Réagissant à la décision du ministère de la Communication sommant les « médias non conformes » de suspendre leurs activités, Ibrahima Lissa Faye dénonce une méthode « cavalière » et non conforme aux textes. Le Coordonnateur des associations de la presse (Cap) pointe de nombreuses irrégularités dans la procédure et alerte sur les conséquences économiques pour le secteur de la presse.
« C’est une décision lamentable et malheureuse parce qu’elle a été prise sur des bases et sur une procédure entachée beaucoup de vices de forme », tranche d’emblée le coordonnateur de la Coordination des associations de presse (Cap) à propos de la demande du ministère de la Communication aux médias non conformes de cesser leur diffusion ou parution. Même s’il se dit favorable à une régulation du milieu de la presse, Ibrahima Lissa Faye fait savoir qu’il ne s’attendait pas à cette façon de faire de la tutelle. «Nous avons appelé à une meilleure régulation de la presse, mais on ne s’attendait pas à ça du tout. On ne s’attendait pas à ce que le ministère déroule de manière cavalière cette décision qui viole à la fois le Code et la Constitution », lâche le patron du groupe Pressafrik, précisant que l’action de la tutelle n’a rien à voir avec de la régulation. Car, selon M. Faye, «la régulation suppose un recensement rigoureux, une période de mise en conformité et un accompagnement. Ici, certains médias n’ont même pas reçu de notification expliquant leur rejet. Ce n’est pas normal», s’indigne-t-il. Il précise qu’au cœur du processus, une plateforme numérique censée centraliser les dépôts de dossiers a été mise en place mais, selon lui, elle présente «de graves dysfonctionnements».
La justice va trancher
«Des médias ont bien déposé leurs documents, mais ceux-ci n’apparaissent pas. L’erreur ne vient pas d’eux. Le ministère refuse pourtant de reconnaître ces failles», regrette-t-il.
Face à cette situation, Ibrahima Lissa Faye informe que des concertations sont menées en vue de saisir la Cour suprême pour contester la légalité de la décision. Par ailleurs, devant la démarche dite «cavalière» de la tutelle, il se réjouit de voir que tous les acteurs de la presse sont regroupés pour dire non. «Je ne vois pas de voix discordantes ou une organisation de presse qui est d’accord avec ce que fait le ministre actuellement. Toutes les organisations de presse concordent à dire que ce travail fait par le ministère n’est pas bon», renchérit-il.

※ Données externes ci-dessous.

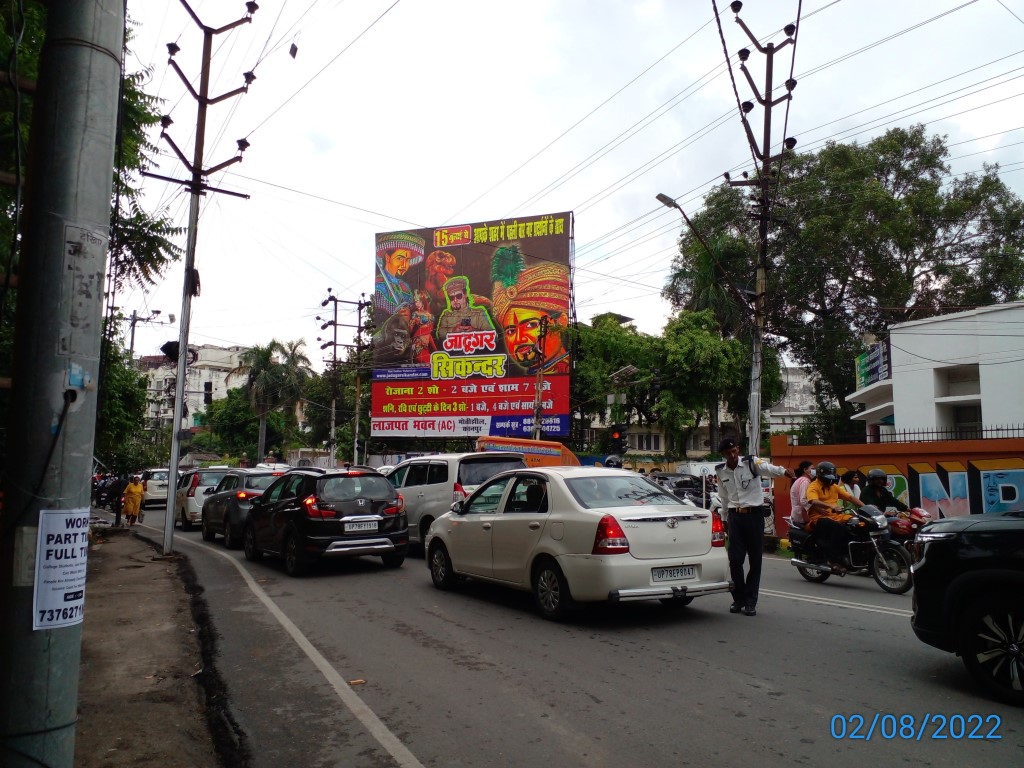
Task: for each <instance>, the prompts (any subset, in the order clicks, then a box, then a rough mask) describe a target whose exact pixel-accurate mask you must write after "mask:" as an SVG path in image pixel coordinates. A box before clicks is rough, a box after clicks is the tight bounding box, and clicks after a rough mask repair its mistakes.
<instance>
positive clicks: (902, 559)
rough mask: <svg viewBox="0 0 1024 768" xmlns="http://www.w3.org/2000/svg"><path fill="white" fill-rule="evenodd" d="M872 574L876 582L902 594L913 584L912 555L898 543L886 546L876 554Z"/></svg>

Interpellé sur le classement de Reporters Sans frontières (Rsf) où notre pays a gagné 20 places, il refuse tout amalgame car, pour lui, le classement montre que la presse recule au plan économique. « La réglementation nous a fait régresser de 6 points sur le plan économique. Là où le Sénégal a gagné 20 places, c’est au niveau des emprisonnements, des arrestations, etc», précise-t-il. C’est pourquoi le coordonnateur de la Cap lance un appel au dialogue. «Le ministère dit agir pour notre bien, mais refuse de rencontrer les acteurs. Depuis les assises de la presse, aucune concertation sérieuse n’a été engagée», déplore-t-il.